Henceforth they would be labelled as having passed through this and that place,
and so would be their luggage. They would cherish this distinction of their
persons, and preserve the gummed tickets on their portmanteaus as
documentary evidence, as the only permanent trace of their improving enterprise.
The dark-faced servants tripped without noise over the vast and polished floor;
now and then a girl's laugh would be heard, as innocent and empty as her mind,
or, in a sudden hush of crockery, a few words in an affected drawl from some wit
embroidering for the benefit of a grinning tableful the last funny story of shipboard
scandal. Two nomadic old maids, dressed up to kill, worked acrimoniously
through the bill of fare, whispering to each other with faded lips, wooden-faced
and bizarre, like two sumptuous scarecrows.
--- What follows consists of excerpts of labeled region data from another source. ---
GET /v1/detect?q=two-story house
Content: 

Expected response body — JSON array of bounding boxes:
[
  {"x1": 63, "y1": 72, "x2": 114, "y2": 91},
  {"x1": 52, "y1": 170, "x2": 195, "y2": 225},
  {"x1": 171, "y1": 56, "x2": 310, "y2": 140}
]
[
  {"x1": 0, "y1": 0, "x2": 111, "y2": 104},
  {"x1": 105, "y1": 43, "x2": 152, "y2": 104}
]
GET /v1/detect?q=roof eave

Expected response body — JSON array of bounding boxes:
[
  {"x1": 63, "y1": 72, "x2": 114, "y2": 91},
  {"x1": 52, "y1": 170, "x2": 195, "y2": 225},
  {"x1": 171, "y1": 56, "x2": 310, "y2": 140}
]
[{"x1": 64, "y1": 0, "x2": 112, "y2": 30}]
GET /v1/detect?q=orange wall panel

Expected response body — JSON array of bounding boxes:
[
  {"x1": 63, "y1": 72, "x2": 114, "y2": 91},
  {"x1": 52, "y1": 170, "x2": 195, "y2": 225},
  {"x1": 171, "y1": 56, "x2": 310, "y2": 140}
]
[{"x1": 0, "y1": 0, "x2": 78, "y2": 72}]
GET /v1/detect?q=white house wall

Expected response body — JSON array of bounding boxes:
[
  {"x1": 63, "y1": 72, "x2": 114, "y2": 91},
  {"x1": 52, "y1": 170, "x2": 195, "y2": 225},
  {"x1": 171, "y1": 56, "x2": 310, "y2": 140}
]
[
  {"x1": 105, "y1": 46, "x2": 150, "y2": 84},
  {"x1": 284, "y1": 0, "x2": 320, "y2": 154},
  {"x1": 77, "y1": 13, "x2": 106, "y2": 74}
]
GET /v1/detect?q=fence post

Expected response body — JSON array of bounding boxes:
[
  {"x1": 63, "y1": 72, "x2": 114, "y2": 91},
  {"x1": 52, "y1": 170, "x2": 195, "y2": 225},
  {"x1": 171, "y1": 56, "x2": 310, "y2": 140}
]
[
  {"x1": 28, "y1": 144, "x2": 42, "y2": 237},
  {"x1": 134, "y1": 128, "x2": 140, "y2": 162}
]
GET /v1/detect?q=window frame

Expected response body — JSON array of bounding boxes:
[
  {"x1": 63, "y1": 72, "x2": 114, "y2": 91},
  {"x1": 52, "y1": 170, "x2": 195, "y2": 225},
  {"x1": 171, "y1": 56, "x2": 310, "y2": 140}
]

A little wine opened Jim's heart and
loosened his tongue. His appetite was good, too, I noticed. He seemed to have
buried somewhere the opening episode of our acquaintance. It was like a thing of
which there would be no more question in this world. And all the time I had
before me these blue, boyish eyes looking straight into mine, this young face,
these capable shoulders, the open bronzed forehead with a white line under the
roots of clustering fair hair, this appearance appealing at sight to all my
sympathies: this frank aspect, the artless smile, the youthful seriousness. He was
of the right sort; he was one of us. He talked soberly, with a sort of composed
unreserve, and with a quiet bearing that might have been the outcome of manly
self-control, of impudence, of callousness, of a colossal unconsciousness, of a
gigantic deception. Who can tell! From our tone we might have been discussing a
third person, a football match, last year's weather. My mind floated in a sea of
conjectures till the turn of the conversation enabled me, without being offensive,
to remark that, upon the whole, this inquiry must have been pretty trying to him.
He darted his arm across the tablecloth, and clutching my hand by the side of my
plate, glared fixedly. I was startled. "It must be awfully hard," I stammered,
confused by this display of speechless feeling. "It is-- hell," he burst out in a
muffled voice.
'This movement and these words caused two well-groomed male globe-trotters at
a neighbouring table to look up in alarm from their iced pudding. I rose, and we
passed into the front gallery for coffee and cigars.